Fotografia de Acanieszka Borkowska
"E caiu a chuva sobre a terra
quarenta dias e quarenta noites"
Génesis — c. VII, v. 12
quarenta dias e quarenta noites"
Génesis — c. VII, v. 12
Bate no vidro da janela com tanta força a chuva. parece que as árvores lívidas lançam folhas neste espaço na conquista de um cantinho por onde se esquivem. onde repousem como um livro inundado mas cheio de histórias ainda. pressentindo o tapete bordado de melros e pavões azuis. o chão de madeira que range ao peso dos meus pés quase em segredo. como se os amasse. ao ruído da chuva que cai quarenta dias e quarenta noites. cada vez mais forte. obliquamente à madeira. ainda aguda ao fustigar a transparência embaciada. envidraçada. entretanto a madeira macerada. torna-se ausente na adoração de um corpo estendido. imenso. branco. que segura um livro com palavras de negro ditas ao som da chuva. ininterruptamente. Bate no vidro da janela com tanta força a chuva.
6 comentários:
Linda Amiguinha:
Que belíssimo post!
-Uma foto magnífica, em tons de Outono: a chuva como matriz (ou serão lágrimas?) e uma folha (ou será uma pobre alma?) que tenta agarrar-se à vida. A própria foto
é já um poema...
-Um poema igualmente magnífico, também em tons outonais: a chuva como matriz de novo, a sedução da "leitura de palavras" ao sabor das ditas lágrimas... Apreciei muito a forma como foi construído este texto: a chuva quer entrar à viva força em casa (e com ela as folhas envelhecidas) , e bate, bate constantemente à porta. Dentro de casa apenas palavras, muitas palavras e amor, sente-se amor... as palvras são proferidas por um ser que as transpira para a atmosfera de um lar, receptivo e receptáculo de letras... Que lindo poema, amiga, e adorei o título: "surto de escrita". Revi mentalmente o cenário, da madeira que range sob uns pés imaculados (teus!), uma deusa que passa.

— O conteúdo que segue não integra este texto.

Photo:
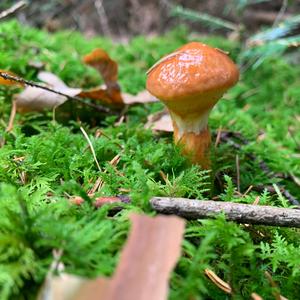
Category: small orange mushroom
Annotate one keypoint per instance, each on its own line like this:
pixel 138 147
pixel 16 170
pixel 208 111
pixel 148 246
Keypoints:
pixel 190 81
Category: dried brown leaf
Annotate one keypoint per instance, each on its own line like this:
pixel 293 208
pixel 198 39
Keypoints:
pixel 224 286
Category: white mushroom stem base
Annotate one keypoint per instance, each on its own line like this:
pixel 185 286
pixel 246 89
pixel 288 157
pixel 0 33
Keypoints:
pixel 194 137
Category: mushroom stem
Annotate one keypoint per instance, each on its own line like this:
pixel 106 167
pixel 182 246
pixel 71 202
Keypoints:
pixel 195 145
pixel 192 133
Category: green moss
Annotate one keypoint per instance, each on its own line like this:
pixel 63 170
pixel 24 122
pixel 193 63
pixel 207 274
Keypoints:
pixel 54 162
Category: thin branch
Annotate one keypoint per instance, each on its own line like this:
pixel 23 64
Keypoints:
pixel 91 147
pixel 40 86
pixel 242 213
pixel 102 17
pixel 18 6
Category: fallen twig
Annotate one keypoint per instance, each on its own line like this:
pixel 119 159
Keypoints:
pixel 242 213
pixel 40 86
pixel 18 6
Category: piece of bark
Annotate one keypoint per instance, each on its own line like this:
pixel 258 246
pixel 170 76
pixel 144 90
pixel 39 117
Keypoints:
pixel 147 260
pixel 242 213
pixel 149 256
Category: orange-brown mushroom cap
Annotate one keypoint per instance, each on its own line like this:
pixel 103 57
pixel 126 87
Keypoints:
pixel 192 78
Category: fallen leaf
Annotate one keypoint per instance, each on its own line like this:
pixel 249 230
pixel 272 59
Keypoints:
pixel 160 121
pixel 224 286
pixel 149 255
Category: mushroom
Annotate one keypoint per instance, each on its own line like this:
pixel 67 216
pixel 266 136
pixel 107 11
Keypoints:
pixel 190 81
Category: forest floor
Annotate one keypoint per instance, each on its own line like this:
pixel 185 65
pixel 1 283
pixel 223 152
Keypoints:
pixel 45 161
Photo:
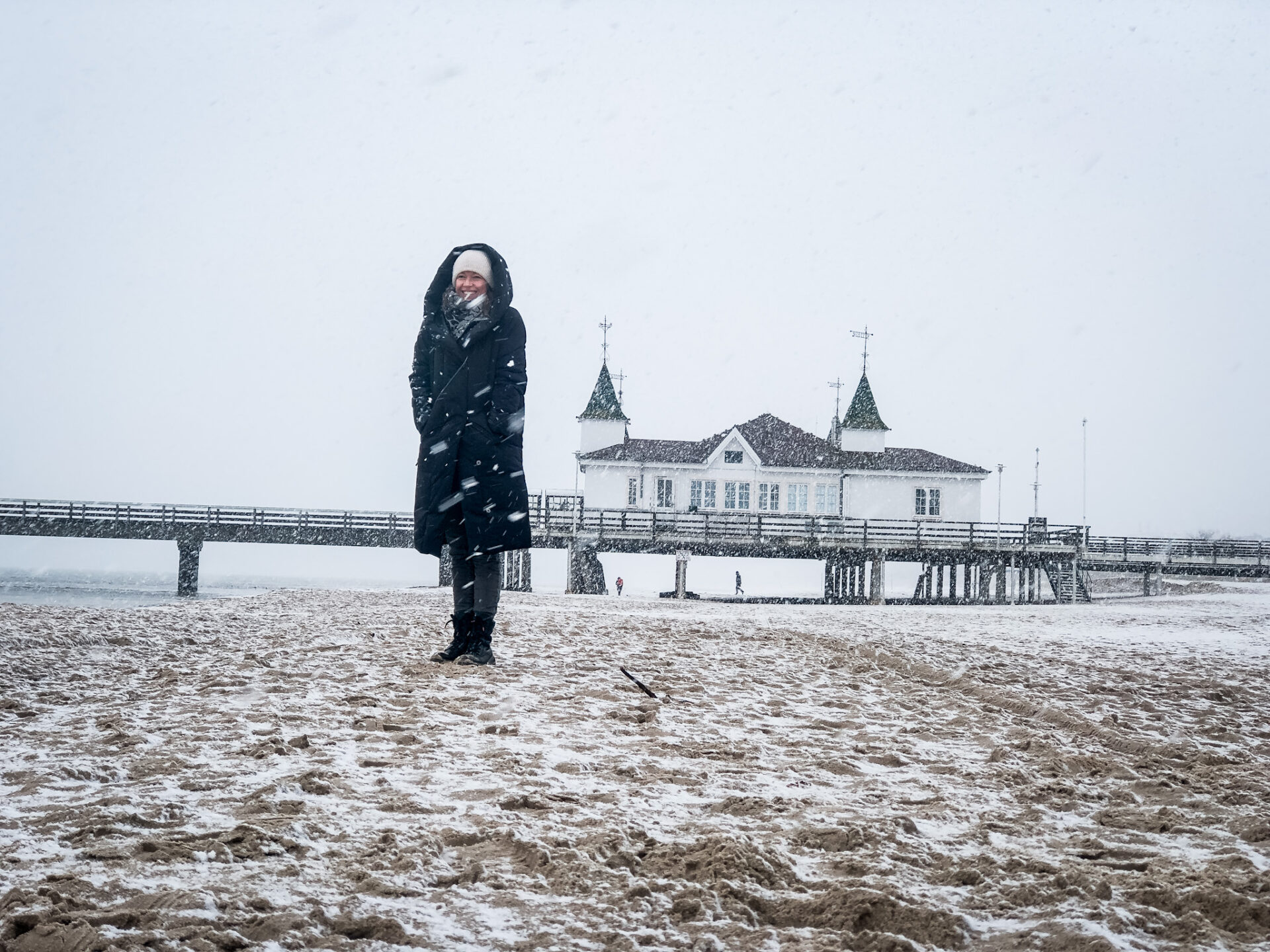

(Apenas uma dúvida, porquê um tapete de pavões? o pavão representa algum elemento literário que eu desconheço?)
Obrigada querida amiga por tantos presentes: este deixou-me particularmente encantada e não páro de o reler... é que é muito belo...e vejo-te nele...
Muitos beijos
Anabela
PS: Vi o comentário da nossa querida Dina! Temos que lhe fazer uma surpresa...
PS2: agora vou comentar os restantes posts (tantos presentes, meu deus!)
Ana Bela Ana,
Como é bom ter como leitora das minhas poucas palavras, uma amiga como tu! Sinto-me amada com o teu comentário. Espero que com o que me dizes o surto se alastre até ao fim dos meus dias (de chuva e de sol).
Para mim o pavão é, sem a pesquisa rigorosa que a tua questão merece, um símbolo de beleza material e espiritual. O pavão deslumbra com as suas cores e com os desenhos "artísticos" exuberantes .É incrível como sem se preparar com um batom, rimel q.b. ou brilhos de sombras, ele é, naturalmente, esplendoroso. Qualquer cenário que calque, me parece impróprio para tanta beleza. Para mim, é o símbolo da altivez da alma. É grandioso no andar lento e cerimonioso e no abrir dos seus corpetes traseiros luminosos...Falta-lhe apenas o doce cantar do melro. Mil bjs, minha linda amiga.
Agora que a mensagem está completa, já posso editá-la.
I just wanted somebody to caress, this damsel in distress
I just wanted somebody to undress, this damsel in distress
Ao ler este post, a música (há sempre uma música para tudo) que me veio logo à imaginação foi o Kigdom of Rain dos The The...deixo-vos os últimos versos...espero que gostem..
I just wanted somebody to bless, this damsel in distress
I just wanted somebody to possess, this young girl
Our bed is empty, the fire is out
And all the love weve got to give has all spurted out
Theres no more blood and no more pain
In our kingdom of rain
FL
desculpem, mas os dois primeiros paragrafos estão a mais....
FL
Só agora vi o último comentário à chuva. Obrigada ao FL pela sugestão musical dos The The. Esta banda recorda-me a adolescência em que com imensa felicidade ouviamos "This is the day"... Um hit lindíssimo para dançar até ao som da chuva!